No Rio de Janeiro, desafio da Lei Seca é aumentar ações no interior do estado

Trânsito

Publicado em 19/06/2018 - 12:51 Por Raquel Júnia - Rio de Janeiro

No aniversário de 10 anos da Lei Seca, no Rio, estado pioneiro na aplicação da legislação, a perspectiva é interiorizar as ações.

 

Atualmente mais concentradas na capital e região metropolitana, as fiscalizações já estão sendo realizadas neste ano em mais municípios, a partir dos indicadores de acidentes de trânsito, de acordo com o coordenador da operação, coronel Marco Andrade.

 

Segundo ele, apesar da crise financeira do estado, as ações continuaram sendo tratadas como prioridade e houve uma expansão de 20% nas blitzes no interior em comparação ao ano passado. 

 

No Rio, a aplicação da lei se deu por meio da chamada Operação Lei Seca, a cargo do governo do estado e com o trabalho conjunto do Detran e da Polícia Militar.

 

Segundo o coordenador da operação, desde o início das ações, em março de 2009, foi constatada uma diminuição de 45% de motoristas embriagados nas blitzes.

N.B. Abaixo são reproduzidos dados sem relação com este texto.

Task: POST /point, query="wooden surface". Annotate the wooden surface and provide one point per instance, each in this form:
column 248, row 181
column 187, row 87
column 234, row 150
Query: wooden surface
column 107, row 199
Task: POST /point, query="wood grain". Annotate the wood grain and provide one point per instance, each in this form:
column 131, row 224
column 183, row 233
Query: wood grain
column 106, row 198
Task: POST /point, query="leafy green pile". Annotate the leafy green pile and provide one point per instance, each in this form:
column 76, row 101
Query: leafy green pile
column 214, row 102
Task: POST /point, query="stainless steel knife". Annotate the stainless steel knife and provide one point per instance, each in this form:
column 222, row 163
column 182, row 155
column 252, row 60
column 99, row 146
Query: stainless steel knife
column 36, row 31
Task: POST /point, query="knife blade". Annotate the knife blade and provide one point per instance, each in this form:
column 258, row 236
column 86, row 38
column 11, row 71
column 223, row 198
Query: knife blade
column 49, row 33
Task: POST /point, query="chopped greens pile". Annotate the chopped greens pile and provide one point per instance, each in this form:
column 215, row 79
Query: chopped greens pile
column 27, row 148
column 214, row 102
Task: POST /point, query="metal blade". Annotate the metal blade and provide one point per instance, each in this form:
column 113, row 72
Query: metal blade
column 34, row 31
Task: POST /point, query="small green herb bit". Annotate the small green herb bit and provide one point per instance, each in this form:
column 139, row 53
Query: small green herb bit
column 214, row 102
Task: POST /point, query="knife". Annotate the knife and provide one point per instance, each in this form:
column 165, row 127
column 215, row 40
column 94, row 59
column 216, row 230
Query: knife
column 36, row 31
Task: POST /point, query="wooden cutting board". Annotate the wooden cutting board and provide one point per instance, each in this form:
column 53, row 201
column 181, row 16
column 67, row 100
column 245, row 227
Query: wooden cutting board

Além disso, houve uma redução de 28% na taxa de mortos a cada 100 mil habitantes por acidentes de trânsito e 36% na taxa de feridos.

 

O professor da Faculdade de Direito da Universidade do Estado do Rio de Janeiro (Uerj) Maurício Mota avalia que a Lei Seca contribuiu para induzir uma cultura de mais responsabilidade, no entanto, o progressivo endurecimento, inclusive no valor da multa, não é o aspecto que traz resultados mais concretos. Para ele, deve haver expansão das ações educativas.

 

A aplicação da lei em todo o país ainda é um desafio. Em estados como Goiás, Piauí, Maranhão, Tocantins e Mato Grosso, a aplicação é bem mais recente. No Rio, de acordo com a coordenação da operação, a Lei Seca conta com 28 agentes de educação, cadeirantes e vítimas de acidentes de trânsito, que promovem palestras e campanhas em locais de grande concentração de pessoas.